However at the same time one could argue that solution A is better because is more automatic, and new masters will get slaves allocated automatically if there are enough. One could also argue that it's a very strange use case to add a master, assign it new slots, without requiring it to have slaves.

Comment From: irfanurrehman

Hi, Thanks for having a look and the super quick analysis. I too somehow prefer solution B, because it looks simpler, to understand and implement (probably :) )

Meanwhile as a different thought; can do something with the original info of "master had slaves" getting lost somehow..so that it doesn't get lost in this scenario. Its not really a cluster reset per say, sort of an update, isnt it. Or solution B would eventually do the same thing. You are a better judge; I just hope that it gets resolved soon.. Thanks again.

Comment From: shaharmor

I think that A solution is better as it allows for a more automatic management of slaves

Comment From: ramonsnir

+1 for Solution A

Comment From: antirez

Implementing A. I was unsure between the two but given the feedbacks... A :-)

Comment From: irfanurrehman

cool, I just wish to get a solution soon, either ways.. :) :+1:

Comment From: antirez

Sure!

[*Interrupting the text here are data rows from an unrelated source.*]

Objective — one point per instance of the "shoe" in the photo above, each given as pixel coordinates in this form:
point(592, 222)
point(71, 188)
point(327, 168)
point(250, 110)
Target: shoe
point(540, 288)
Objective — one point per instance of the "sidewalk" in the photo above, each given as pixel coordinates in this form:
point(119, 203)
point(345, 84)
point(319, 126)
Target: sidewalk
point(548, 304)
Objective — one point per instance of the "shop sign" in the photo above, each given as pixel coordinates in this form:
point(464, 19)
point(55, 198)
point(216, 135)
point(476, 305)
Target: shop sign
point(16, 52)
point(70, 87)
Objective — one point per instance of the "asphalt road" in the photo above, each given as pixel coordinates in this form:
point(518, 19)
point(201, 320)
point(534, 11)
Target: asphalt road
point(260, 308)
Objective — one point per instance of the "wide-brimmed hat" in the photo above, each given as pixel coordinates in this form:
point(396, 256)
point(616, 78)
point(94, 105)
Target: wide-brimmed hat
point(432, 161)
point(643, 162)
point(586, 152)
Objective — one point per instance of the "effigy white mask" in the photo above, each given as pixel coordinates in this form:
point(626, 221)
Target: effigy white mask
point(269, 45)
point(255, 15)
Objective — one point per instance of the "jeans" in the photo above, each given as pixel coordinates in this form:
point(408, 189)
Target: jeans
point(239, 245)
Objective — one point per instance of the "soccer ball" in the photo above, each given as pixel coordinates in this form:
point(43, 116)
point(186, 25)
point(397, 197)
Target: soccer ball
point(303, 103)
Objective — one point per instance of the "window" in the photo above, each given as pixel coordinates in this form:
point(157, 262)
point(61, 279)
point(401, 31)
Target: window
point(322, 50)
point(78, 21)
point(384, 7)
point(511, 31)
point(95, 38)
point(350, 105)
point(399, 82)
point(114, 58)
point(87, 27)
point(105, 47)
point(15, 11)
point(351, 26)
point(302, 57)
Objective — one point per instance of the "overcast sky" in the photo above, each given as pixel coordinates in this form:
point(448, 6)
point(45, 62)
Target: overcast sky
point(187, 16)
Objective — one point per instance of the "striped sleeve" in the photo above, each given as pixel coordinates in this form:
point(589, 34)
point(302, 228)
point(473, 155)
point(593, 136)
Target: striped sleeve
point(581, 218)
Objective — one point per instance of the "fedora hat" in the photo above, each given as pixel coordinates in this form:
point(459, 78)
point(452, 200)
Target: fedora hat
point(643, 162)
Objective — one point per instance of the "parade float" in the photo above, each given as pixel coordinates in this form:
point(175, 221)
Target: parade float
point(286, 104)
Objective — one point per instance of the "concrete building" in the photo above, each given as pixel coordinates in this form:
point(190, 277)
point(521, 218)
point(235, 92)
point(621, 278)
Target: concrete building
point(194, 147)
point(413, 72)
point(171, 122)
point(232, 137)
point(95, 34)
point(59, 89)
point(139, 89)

Just fixed, now testing the fix and writing a regression test, and it will be merged in all the branches.

Comment From: irfanurrehman

thanks a ton!!

Comment From: irfanurrehman

just one more info, I did raise couple of other issues also (this issue is referenced in them), which are quite related; do you think they might as well get fixed with the fix you have done now.. ?

Comment From: oranagra

fixed in redis 3.2